[Date Prev][Date Next][Thread Prev][Thread Next][Date Index][Thread Index]
Re: [idn] UTF-8 / RACE
- To: idn@ops.ietf.org
- Subject: Re: [idn] UTF-8 / RACE
- From: "D. J. Bernstein" <djb@cr.yp.to>
- Date: 28 May 2001 05:09:43 -0000
- Delivery-date: Sun, 27 May 2001 22:09:36 -0700
- Envelope-to: idn-data@psg.com
- Mail-Followup-To: idn@ops.ietf.org
Keith Moore writes:
> gethostbyname should not be upgraded, because this would cause
> harm to applications that expect ASCII domain names.
Sorry, Keith, but the real world doesn't care about your delusions. The
current gethostbyname() release already works with UTF-8 domain names.
> UTF-8 is causing sutble bugs in software that was written to expect ASCII
Obviously those programs should be fixed as soon as possible. I've
already proposed that the WG publish a document requiring this. The only
known example is sendmail, and the fix in that case is straightforward.

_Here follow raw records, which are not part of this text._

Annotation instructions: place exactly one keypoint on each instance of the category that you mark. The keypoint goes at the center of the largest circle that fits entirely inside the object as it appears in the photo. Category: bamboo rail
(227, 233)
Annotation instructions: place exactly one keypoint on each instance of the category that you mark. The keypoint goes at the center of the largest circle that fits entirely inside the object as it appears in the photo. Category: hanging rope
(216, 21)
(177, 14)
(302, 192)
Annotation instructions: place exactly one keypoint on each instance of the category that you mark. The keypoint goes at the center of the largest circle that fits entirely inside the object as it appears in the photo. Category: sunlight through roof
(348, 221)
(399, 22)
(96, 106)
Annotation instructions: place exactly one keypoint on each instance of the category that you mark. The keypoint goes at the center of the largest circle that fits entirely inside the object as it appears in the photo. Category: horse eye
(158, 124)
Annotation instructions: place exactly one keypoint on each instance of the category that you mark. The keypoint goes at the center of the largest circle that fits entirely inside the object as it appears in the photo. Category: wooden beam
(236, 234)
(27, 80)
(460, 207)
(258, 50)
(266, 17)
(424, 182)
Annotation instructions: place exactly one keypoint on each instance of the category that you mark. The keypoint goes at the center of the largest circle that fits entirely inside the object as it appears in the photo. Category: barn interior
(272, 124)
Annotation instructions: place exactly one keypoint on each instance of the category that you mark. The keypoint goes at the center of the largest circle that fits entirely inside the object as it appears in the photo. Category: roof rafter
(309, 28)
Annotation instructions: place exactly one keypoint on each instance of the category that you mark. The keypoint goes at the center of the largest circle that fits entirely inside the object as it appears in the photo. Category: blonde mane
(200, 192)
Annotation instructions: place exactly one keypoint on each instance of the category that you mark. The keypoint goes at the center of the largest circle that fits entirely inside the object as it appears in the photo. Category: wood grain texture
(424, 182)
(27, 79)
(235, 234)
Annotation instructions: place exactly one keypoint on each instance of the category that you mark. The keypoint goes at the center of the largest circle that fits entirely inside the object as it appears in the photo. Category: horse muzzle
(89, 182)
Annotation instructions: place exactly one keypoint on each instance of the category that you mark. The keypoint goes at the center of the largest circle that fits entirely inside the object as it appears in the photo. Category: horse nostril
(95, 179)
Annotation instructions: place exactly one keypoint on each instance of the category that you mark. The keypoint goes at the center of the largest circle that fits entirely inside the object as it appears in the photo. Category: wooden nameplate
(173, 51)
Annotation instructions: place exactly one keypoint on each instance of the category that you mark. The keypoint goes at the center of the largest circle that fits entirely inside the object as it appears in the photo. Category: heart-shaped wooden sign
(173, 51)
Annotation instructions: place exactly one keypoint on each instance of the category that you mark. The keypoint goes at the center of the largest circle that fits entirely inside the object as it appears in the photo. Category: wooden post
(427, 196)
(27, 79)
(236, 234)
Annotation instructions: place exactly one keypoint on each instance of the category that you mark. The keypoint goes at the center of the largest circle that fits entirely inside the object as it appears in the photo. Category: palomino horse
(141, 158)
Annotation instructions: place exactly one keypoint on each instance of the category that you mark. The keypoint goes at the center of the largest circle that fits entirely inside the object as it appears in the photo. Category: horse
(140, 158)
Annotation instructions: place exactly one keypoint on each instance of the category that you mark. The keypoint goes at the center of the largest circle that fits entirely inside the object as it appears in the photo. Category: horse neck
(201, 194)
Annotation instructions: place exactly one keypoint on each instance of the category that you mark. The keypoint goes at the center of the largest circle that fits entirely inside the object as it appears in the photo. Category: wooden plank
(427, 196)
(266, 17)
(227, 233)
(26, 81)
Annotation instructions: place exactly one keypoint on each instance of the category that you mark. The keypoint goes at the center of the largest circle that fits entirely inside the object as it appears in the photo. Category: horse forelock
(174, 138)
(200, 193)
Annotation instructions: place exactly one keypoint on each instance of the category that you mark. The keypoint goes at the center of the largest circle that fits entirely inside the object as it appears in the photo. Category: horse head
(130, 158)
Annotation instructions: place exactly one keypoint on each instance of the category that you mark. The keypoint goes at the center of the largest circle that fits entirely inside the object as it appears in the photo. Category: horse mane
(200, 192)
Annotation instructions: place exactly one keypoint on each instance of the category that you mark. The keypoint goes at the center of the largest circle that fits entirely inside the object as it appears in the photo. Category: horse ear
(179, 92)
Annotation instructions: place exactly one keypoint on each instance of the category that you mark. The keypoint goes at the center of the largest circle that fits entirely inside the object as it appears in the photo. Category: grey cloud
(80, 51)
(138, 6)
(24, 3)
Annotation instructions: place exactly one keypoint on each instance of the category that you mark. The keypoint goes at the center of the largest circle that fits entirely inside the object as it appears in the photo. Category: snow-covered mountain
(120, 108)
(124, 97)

> each protocol must be "fixed" by people who understand that protocol.
You're absolutely right, Keith. This WG can't handle a job as tricky as
changing ``sequence of bytes 1-127'' to ``sequence of bytes 1-255.''
Those Internet text protocols are amazingly subtle.

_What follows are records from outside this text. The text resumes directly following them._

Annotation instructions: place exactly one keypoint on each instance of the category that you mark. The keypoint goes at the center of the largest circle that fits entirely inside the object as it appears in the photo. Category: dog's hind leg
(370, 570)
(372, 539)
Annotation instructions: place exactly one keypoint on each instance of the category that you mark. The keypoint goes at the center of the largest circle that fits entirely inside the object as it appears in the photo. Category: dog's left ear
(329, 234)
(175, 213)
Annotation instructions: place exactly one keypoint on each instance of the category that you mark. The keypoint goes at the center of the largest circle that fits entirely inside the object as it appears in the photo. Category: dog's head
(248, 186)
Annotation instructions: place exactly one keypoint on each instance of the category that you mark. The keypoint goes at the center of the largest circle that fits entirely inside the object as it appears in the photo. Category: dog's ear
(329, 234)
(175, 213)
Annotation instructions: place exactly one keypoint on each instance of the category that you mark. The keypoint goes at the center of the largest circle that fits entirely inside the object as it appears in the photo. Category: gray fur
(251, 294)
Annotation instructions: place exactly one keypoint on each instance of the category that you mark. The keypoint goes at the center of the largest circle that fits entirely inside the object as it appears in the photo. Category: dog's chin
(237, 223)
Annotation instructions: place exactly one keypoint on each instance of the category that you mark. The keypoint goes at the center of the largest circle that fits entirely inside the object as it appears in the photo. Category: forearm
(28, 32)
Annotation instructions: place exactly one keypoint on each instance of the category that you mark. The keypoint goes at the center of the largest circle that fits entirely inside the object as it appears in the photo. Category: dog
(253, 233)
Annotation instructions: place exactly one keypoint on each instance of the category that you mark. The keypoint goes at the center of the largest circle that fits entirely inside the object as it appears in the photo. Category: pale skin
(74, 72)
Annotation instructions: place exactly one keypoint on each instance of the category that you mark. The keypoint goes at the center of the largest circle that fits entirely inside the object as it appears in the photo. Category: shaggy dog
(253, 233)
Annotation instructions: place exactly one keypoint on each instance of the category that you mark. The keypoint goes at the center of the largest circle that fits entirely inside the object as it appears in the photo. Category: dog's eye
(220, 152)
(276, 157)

> UTF-8 guarantees that the data is unreadable for users of
> today's non UTF-8 software.
Programs that don't support UTF-8 are being fixed. We have, for example,
terminals and editors that work with UTF-8 text. UTF-8 is much bigger
than IDN; it is going to be available everywhere no matter what this WG
does. See http://www.cl.cam.ac.uk/~mgk25/unicode.html.
In contrast, ACE is not a general-purpose text format. Nobody is writing
an ACE version of xterm or vi. There is no movement to convert all
textual data to ACE; the idea is absurd. ACE is never going to be
readable the way that UTF-8 is.
> reliably compare two UTF-8 representations of an IDN
There is only one good (``canonical'') UTF-8 representation of an IDN.
With fast nameprep, the keyboard interface helps the user type this good
name, so applications don't have to worry about bad names.
This is just like the current handling of dots. Yes, there are bad dots,
but the keyboard interface helps the user type domain names with the
ASCII dot, so applications don't have to worry about bad dots. Are you
going to demand that we change and redeploy thousands of programs to
accept non-canonical dots in domain names?
---Dan